Nutria are considered an invasive species across some of the United States, including the state of Texas. As long as there is water nearby, nutria will hang around. They live in burrows that have openings below the water surface. They are semi-aquatic, wetland-dwelling rodents. They are omnivorous mammals, eating mainly vegetation and small creatures like snails and mussels.

Fur ranchers imported nutria into California, Washington, Oregon, Michigan, New Mexico, Louisiana, Ohio, and Utah between 1899 and 1940. Many of the nutria from these ranches were freed into the wild when their businesses failed in the late 1940s. In the United States, farm ponds and other freshwater impoundments, drainage canals with spoil banks, rivers and bayous, freshwater and brackish marshes, swamps, and combinations of various wetland types can provide suitable habitat to nutria.

For more information on Nutria removal, visit The Critter Squad Inc.

Nutria are considered an invasive species

Looking much like a koala bear at first glance, these cute and cuddly looking critters might be seen along the banks of resacas or irrigation ditches in the Rio Grande Valley.

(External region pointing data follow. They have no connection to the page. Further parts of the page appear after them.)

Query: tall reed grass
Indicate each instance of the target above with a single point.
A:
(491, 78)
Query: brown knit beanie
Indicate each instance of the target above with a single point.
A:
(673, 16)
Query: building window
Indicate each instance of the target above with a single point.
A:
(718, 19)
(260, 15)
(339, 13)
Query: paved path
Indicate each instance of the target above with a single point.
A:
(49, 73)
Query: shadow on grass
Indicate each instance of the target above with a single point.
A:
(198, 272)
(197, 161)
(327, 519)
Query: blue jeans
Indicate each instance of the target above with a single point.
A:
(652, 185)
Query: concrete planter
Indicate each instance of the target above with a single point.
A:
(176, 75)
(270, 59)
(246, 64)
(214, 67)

They are nutria (Myocastor coypus). Native to South America, they are now found in at least 40 states and three Canadian provinces, and in Europe, Asia and Africa, thanks to a burgeoning fur trade at the end of the 1890s. The word nutria refers to the animal’s pelt, and has been adopted to denote the species in the states. Learn more

Summary: Nutria are considered an invasive species across some of the United States, including the state of Texas. As long as there is water nearby, nutria will hang around.

Nutria Information

Fur ranchers imported nutria into California, Washington, Oregon, Michigan, New Mexico, Louisiana, Ohio, and Utah between 1899 and 1940. Many of the nutria from these ranches were freed into the wild when their businesses failed in the late 1940s. State and federal agencies and individuals translocated nutria into Alabama, Arkansas, Georgia, Kentucky, Maryland, Mississippi, Oklahoma, Louisiana, and Texas, with the intention to control undesirable vegetation and enhance trapping opportunities.

Nutria adapt to a wide variety of environmental conditions and persist in areas previously thought to be unsuitable. Learn more

Summary: Nutria are considered an invasive species in Texas. They were brought from South America to the United States between 1899 and 1940 by fur ranchers.